Home › Forums › OS X Server and Client Discussion › Open Directory › Incorrect PasswordServer Entries
- This topic has 1 reply, 2 voices, and was last updated 16 years, 1 month ago by
tlarkin.
-
AuthorPosts
-
February 15, 2009 at 7:35 pm #375415
trice
ParticipantOk – some background – the short short version – Back around October I noticed the password server not playing nice with passwords and WGM – basically users would have mixed results changing passwords from the login window and WGM was kicking up all sorts of errors when making changes in it – such as changing passwords or even simply adding a user. Usually these were 14090 or 14134, not to mention the occasional 14098 errors. I noticed however that these errors seemed to go away when I changed one of our replicas to Connected to a Directory System. Though we would still have issues where the slapd process would spike now and again and would basically kill directory services. After doing some digging I noticed the edu.mit.kerberos file on the master, and thus everywhere else, contained an IP listing for this replica instead of its hostname.
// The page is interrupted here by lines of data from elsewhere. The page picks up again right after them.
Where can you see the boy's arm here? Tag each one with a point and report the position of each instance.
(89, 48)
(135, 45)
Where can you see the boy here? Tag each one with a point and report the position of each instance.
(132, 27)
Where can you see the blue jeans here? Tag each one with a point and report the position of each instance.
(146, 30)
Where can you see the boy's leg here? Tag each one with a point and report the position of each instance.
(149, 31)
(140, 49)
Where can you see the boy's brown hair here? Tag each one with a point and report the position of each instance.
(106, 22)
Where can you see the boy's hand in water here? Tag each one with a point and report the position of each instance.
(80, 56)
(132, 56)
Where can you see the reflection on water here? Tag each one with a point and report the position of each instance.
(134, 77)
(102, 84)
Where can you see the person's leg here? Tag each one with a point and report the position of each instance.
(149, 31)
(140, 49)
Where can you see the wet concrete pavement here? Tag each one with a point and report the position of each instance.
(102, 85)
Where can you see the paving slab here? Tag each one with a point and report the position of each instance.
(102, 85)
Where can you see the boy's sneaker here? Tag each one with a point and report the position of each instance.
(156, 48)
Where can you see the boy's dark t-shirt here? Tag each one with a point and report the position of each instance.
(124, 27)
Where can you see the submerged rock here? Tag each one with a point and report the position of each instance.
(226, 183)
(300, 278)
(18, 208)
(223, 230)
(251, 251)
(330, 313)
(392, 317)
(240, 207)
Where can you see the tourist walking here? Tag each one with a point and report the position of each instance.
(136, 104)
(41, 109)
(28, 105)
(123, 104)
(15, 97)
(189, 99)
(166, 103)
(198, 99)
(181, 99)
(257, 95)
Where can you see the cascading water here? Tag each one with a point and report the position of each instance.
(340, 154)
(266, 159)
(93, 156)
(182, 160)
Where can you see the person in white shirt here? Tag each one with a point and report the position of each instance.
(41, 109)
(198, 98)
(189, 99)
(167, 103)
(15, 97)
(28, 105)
After verifying DNS was correct and flushing the DNS cache on the master and the replicas, I removed those errant entries by hand. However they would always wind up returning so I figured there had to be some sort of defaults somewhere. Finally I discovered that those entries were coming from the XMLPlist and dsAttrTypeNative:apple-xmlplist variables in the /LDAPv3/127.0.0/1/Config/KerberosClient Key. So I got them out of there re-promoted that server from Connected to a Directory System to a replica and the kerberos file was once again correct. I also followed the instructions at http://support.apple.com/kb/TA23516?viewlocale=en_US (modifying it for Leopard) to clear all previous Kerberos info off of this server before I re-promoted it. However that still didn’t fix the aforementioned errors.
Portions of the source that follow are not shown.